Of course, that’s exactly what happened. Nothing to do with the excellent care and assessment by the first on-scene, the skill of the helimed crew and ER doctors, the surgeons and anaethetists who handled his swollen brain, and the nursing staff who oversaw his recovery. It was only through the power of prayer that he survived? That power of prayer which has on multiple occasions been shown to not have an effect on recovery.

Sure, the doctors said it was “a miracle”. But this is a different definition of the word, one which means unexpected, against the odds. Not due to divine intervention. Just because you don’t understand how something worked doesn’t mean that God needs to, or was, involved. Personally, I say if you want to claim this, then prove that your prayers did the job? Because my money is on the skill and hard work of the medical staff, and they’re the ones who should be getting the credit.

6 Responses to “It’s a miracle!”

  1. Jordan Says:

    Although you probably don’t realize it, you’re effectively repeating Hume’s argument, which runs as follows:

    1. A miracle is defined to be “a transgression of a law of nature by a particular volition of the Deity, or by the interposition of some invisible agent.”

    2. The laws of nature are, by definition, inviolate.

    3. Therefore, miracles do not happen.

    Of course, this is just as much a wilful misinterpretation of what we mean by “miracle” as the one you raise above (i.e. assuming that when a doctor uses the word “miracle” it is being used in the theologian’s technical sense) – it’s just that in your case, you’ve managed it without making an explicit definition anywhere, so it’s better hidden.

    There’s a reason why the Catholic Church investigates claims of miracles: they’d agree with you that many (or, more likely, most) such claims turn out to be nothing special. What you call a “miracle” is not a question of science versus religion: it is a matter of religious sophistication versus a lack of religious sophistication. By all means, argue against the blind acceptance of the improbable as a miracle, but bear in mind that some of the religious can be far more scientific about what we mean by a “miracle” than we have even begun to approach here.

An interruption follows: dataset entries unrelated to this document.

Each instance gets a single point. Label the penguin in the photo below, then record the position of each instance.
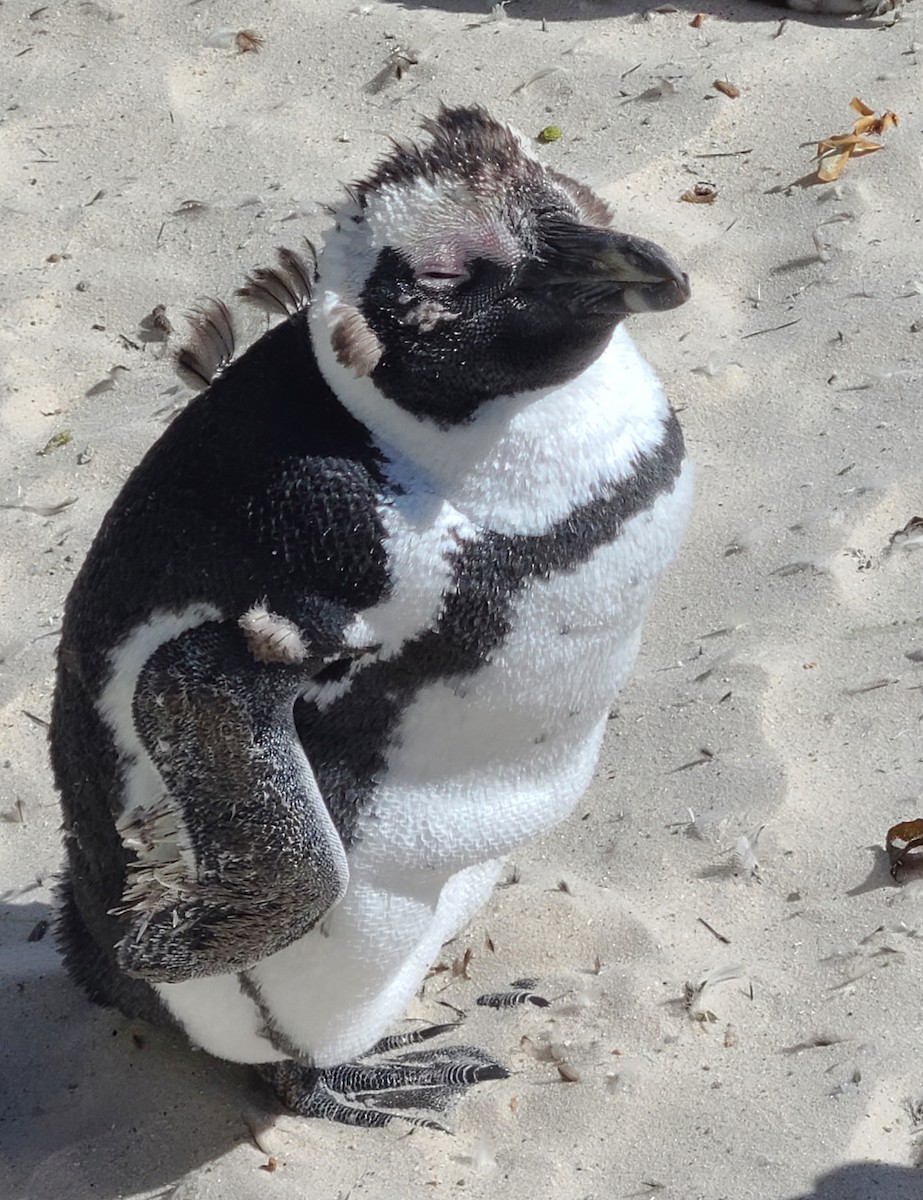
(352, 630)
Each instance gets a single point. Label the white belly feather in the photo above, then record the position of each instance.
(479, 765)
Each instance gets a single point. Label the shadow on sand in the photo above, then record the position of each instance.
(93, 1104)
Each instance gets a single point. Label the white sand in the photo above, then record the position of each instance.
(808, 451)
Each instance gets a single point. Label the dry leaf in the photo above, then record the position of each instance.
(247, 41)
(727, 89)
(702, 193)
(835, 151)
(904, 844)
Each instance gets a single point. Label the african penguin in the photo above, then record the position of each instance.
(352, 630)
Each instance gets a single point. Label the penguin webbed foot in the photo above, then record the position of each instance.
(370, 1093)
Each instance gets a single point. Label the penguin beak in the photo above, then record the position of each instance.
(610, 271)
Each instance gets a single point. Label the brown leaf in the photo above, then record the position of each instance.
(702, 193)
(727, 89)
(835, 151)
(247, 41)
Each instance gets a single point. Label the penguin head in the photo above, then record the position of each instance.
(465, 270)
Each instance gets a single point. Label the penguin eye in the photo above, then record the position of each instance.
(442, 276)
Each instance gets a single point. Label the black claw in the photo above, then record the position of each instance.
(413, 1037)
(371, 1095)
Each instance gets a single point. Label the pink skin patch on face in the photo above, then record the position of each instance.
(447, 257)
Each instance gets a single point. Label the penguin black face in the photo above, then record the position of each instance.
(467, 270)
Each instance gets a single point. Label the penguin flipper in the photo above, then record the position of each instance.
(238, 857)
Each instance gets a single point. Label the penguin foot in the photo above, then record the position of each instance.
(371, 1093)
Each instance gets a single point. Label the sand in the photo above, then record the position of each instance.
(774, 691)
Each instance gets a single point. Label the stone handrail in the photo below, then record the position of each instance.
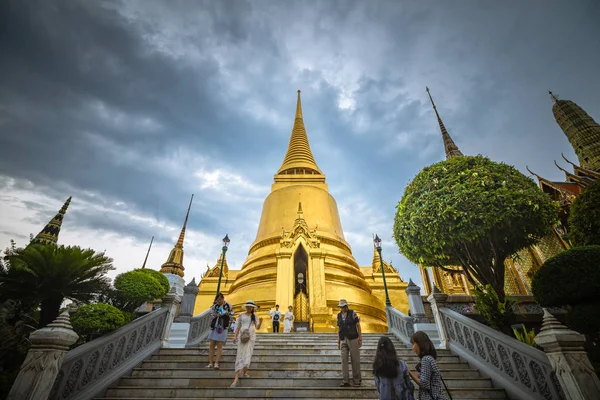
(400, 325)
(522, 370)
(199, 328)
(90, 368)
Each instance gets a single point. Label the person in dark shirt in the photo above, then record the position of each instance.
(349, 342)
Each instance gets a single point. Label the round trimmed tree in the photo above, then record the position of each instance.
(584, 217)
(472, 212)
(135, 287)
(93, 320)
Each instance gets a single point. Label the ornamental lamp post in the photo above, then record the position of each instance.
(225, 245)
(377, 243)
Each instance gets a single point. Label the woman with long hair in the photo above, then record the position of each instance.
(221, 313)
(391, 375)
(246, 327)
(430, 379)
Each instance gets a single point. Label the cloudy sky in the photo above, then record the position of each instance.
(132, 106)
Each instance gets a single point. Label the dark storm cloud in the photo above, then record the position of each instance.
(145, 102)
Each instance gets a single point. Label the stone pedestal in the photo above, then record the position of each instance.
(171, 301)
(188, 303)
(417, 310)
(437, 301)
(569, 360)
(44, 359)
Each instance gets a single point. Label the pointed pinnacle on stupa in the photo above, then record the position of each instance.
(49, 235)
(299, 157)
(450, 147)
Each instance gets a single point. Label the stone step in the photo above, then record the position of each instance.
(149, 372)
(243, 392)
(452, 383)
(290, 357)
(275, 364)
(262, 350)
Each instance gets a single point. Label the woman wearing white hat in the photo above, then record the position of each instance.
(247, 325)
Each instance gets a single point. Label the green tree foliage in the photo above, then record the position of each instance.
(472, 212)
(569, 278)
(47, 275)
(584, 217)
(133, 288)
(94, 320)
(159, 276)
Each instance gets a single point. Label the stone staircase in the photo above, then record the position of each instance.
(296, 365)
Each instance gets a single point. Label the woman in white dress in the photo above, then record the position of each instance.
(245, 322)
(288, 320)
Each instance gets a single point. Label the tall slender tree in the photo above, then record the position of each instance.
(47, 275)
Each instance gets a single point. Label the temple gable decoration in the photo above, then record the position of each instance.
(300, 229)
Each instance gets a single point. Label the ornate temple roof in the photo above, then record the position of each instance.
(450, 147)
(581, 130)
(49, 235)
(174, 264)
(299, 156)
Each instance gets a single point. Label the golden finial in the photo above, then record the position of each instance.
(450, 147)
(49, 235)
(148, 253)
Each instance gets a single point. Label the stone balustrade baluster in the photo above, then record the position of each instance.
(44, 359)
(437, 300)
(170, 302)
(569, 360)
(188, 303)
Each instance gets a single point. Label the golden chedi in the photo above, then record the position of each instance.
(300, 256)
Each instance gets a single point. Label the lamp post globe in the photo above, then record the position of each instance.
(224, 250)
(377, 244)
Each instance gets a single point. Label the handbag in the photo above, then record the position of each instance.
(245, 336)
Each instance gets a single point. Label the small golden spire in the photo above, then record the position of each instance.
(450, 147)
(148, 253)
(298, 158)
(174, 264)
(49, 235)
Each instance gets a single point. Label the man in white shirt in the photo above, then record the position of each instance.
(275, 318)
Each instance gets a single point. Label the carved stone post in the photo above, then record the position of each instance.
(44, 359)
(437, 300)
(171, 301)
(186, 311)
(569, 360)
(416, 303)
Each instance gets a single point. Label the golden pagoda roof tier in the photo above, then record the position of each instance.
(49, 235)
(298, 158)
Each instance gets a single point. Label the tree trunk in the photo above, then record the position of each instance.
(49, 310)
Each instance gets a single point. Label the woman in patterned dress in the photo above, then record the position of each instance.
(430, 379)
(245, 322)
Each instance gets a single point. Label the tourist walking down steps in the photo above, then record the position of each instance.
(221, 313)
(391, 375)
(430, 379)
(247, 325)
(349, 342)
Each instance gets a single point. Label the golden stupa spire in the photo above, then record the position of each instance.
(49, 235)
(298, 158)
(450, 147)
(148, 253)
(174, 264)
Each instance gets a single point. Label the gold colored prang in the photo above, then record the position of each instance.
(49, 235)
(300, 217)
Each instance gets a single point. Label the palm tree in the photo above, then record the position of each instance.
(47, 275)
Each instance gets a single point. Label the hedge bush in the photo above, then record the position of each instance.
(569, 278)
(584, 217)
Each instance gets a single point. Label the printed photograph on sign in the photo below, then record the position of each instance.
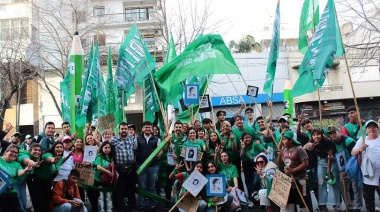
(195, 182)
(191, 153)
(205, 104)
(252, 91)
(191, 94)
(341, 160)
(216, 185)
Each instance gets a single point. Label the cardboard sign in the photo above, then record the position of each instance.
(189, 204)
(90, 153)
(86, 174)
(280, 189)
(105, 122)
(195, 182)
(183, 154)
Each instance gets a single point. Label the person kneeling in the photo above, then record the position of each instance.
(66, 197)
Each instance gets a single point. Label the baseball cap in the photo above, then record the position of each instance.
(283, 118)
(66, 138)
(17, 134)
(332, 128)
(371, 122)
(292, 136)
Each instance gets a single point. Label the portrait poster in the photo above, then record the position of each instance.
(281, 186)
(341, 160)
(189, 204)
(252, 91)
(191, 153)
(205, 104)
(4, 181)
(191, 94)
(90, 153)
(216, 185)
(195, 182)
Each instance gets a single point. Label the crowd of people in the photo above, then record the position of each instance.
(43, 167)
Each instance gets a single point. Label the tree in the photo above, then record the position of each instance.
(57, 21)
(186, 20)
(16, 68)
(361, 29)
(248, 44)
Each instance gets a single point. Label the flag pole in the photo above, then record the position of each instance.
(350, 80)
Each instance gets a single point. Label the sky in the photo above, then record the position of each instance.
(243, 17)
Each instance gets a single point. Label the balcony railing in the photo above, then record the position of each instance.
(119, 18)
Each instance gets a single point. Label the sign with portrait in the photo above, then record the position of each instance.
(216, 185)
(252, 91)
(195, 182)
(281, 186)
(191, 94)
(341, 160)
(4, 181)
(205, 104)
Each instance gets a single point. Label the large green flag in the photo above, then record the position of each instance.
(65, 97)
(150, 100)
(308, 21)
(324, 47)
(94, 91)
(134, 62)
(207, 54)
(110, 90)
(273, 54)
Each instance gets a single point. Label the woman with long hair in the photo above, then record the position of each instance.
(217, 201)
(212, 143)
(40, 185)
(9, 201)
(192, 141)
(103, 160)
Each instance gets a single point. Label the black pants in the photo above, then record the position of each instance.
(126, 187)
(40, 193)
(369, 196)
(169, 182)
(9, 203)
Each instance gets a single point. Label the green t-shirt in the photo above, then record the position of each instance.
(229, 171)
(252, 151)
(99, 160)
(48, 170)
(11, 168)
(234, 155)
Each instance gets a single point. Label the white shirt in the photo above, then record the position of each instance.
(373, 151)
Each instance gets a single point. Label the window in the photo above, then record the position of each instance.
(99, 11)
(14, 29)
(139, 14)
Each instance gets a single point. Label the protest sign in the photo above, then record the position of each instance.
(189, 204)
(105, 122)
(195, 182)
(280, 189)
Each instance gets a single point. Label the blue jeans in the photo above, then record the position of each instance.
(147, 181)
(65, 207)
(21, 193)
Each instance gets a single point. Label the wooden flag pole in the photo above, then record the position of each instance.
(349, 78)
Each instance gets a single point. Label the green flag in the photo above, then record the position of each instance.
(150, 100)
(308, 21)
(65, 97)
(110, 91)
(207, 54)
(324, 48)
(273, 54)
(134, 62)
(94, 91)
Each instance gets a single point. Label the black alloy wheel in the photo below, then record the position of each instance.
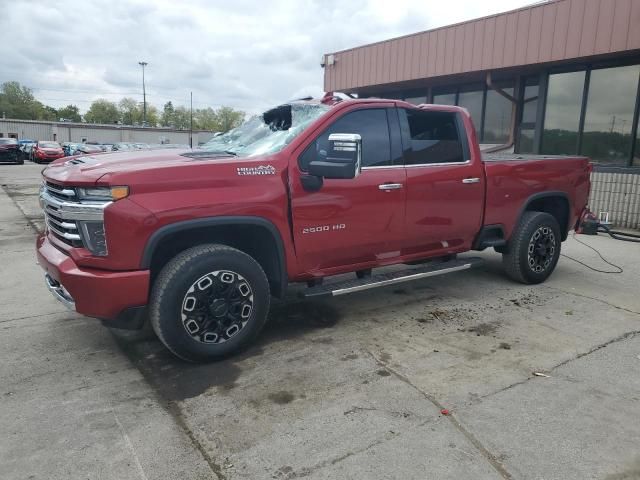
(217, 306)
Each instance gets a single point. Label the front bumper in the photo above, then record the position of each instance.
(96, 293)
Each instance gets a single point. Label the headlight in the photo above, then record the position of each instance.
(110, 194)
(93, 237)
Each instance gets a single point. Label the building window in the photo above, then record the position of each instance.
(636, 155)
(562, 116)
(528, 123)
(472, 101)
(607, 137)
(445, 99)
(497, 117)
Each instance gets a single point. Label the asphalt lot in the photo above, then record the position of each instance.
(347, 388)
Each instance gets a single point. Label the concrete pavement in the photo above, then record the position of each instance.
(347, 388)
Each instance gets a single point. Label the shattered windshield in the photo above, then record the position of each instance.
(267, 133)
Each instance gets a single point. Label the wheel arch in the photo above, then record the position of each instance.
(553, 203)
(255, 236)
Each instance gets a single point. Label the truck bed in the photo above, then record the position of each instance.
(510, 157)
(515, 179)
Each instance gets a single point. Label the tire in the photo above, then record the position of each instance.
(534, 248)
(230, 282)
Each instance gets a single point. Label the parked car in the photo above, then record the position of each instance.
(303, 192)
(25, 149)
(122, 146)
(10, 151)
(46, 151)
(87, 149)
(68, 148)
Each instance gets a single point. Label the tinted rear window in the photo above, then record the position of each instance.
(435, 138)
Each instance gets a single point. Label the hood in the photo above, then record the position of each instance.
(147, 167)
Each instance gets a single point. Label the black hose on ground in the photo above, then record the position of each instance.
(625, 237)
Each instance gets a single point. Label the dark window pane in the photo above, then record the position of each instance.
(607, 135)
(526, 140)
(416, 100)
(636, 155)
(562, 117)
(445, 99)
(530, 108)
(434, 138)
(497, 117)
(372, 126)
(472, 101)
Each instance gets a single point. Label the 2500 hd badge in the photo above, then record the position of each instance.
(260, 170)
(324, 228)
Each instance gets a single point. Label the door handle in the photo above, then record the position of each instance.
(389, 186)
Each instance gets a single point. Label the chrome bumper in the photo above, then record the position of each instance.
(58, 291)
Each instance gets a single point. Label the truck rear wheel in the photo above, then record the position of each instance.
(208, 302)
(534, 248)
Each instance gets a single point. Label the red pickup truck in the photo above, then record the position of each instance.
(198, 241)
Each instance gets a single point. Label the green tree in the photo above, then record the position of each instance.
(228, 118)
(18, 102)
(70, 112)
(102, 111)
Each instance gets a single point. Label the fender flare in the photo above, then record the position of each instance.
(538, 196)
(156, 238)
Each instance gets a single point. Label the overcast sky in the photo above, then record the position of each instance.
(247, 54)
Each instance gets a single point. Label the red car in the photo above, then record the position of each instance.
(45, 152)
(199, 241)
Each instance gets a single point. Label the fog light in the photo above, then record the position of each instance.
(93, 237)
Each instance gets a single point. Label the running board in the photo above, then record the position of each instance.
(384, 279)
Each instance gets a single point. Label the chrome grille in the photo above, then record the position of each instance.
(58, 191)
(63, 211)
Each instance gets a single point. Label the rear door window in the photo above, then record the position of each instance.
(372, 126)
(434, 137)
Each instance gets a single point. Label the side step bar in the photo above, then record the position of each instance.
(384, 279)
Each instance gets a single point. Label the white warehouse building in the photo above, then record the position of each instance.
(101, 133)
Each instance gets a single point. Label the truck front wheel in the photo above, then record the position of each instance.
(534, 248)
(208, 302)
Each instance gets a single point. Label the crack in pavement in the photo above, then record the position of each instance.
(593, 298)
(490, 457)
(390, 435)
(619, 338)
(173, 409)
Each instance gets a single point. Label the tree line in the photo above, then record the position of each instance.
(17, 101)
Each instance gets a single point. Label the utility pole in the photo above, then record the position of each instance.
(144, 96)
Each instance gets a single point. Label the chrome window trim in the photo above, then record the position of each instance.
(442, 164)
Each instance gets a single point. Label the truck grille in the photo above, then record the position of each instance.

  2. differentlysane Says:

    Rather a random choice of person to pray to…

    Sorry could say more, but then I run the risk of sounding like a crazy person.

    Take care,
    Differently

  3. Jordan Says:

    It’s more like asking somebody else to pray for you. Except that the person in question happens to be dead. (And, you hope, somebody who’s made it. Indeed, the success of such prayer is one of the ways used to determine whether somebody has made it. No prizes for spotting a chicken-and-egg situation on this one.)

    Slightly less cynical answers are available via your favourite search engine (a term such as “prayer to saints” will work).

  4. Sarah (from facebook) Says:

    Medical staff only come into it if they need someone to blame. Personally, I’m holding out for the day I hear about someone asking their church for prayers, then bursting in a few days later with “YOU DIDN’T PRAY HARD ENOUGH YOU BASTARDS!!”

  5. Anulee Says:

    Hi nice website.

    Check this site :http://guide-spirituel.blogspot.com

    Amazing videos of true miracles.

  6. Dom Hyde Says:

    Wow. Let’s all stop paying for medical healthcare, and start praying for spiritual healthcare instead. Because, as we all know, the mortality rate in more religious times was so much lower, and just what do doctors know, anyway? I mean, only the sum of hundreds of years of scientific enquiry, tested empirically with reliable, reproducible results.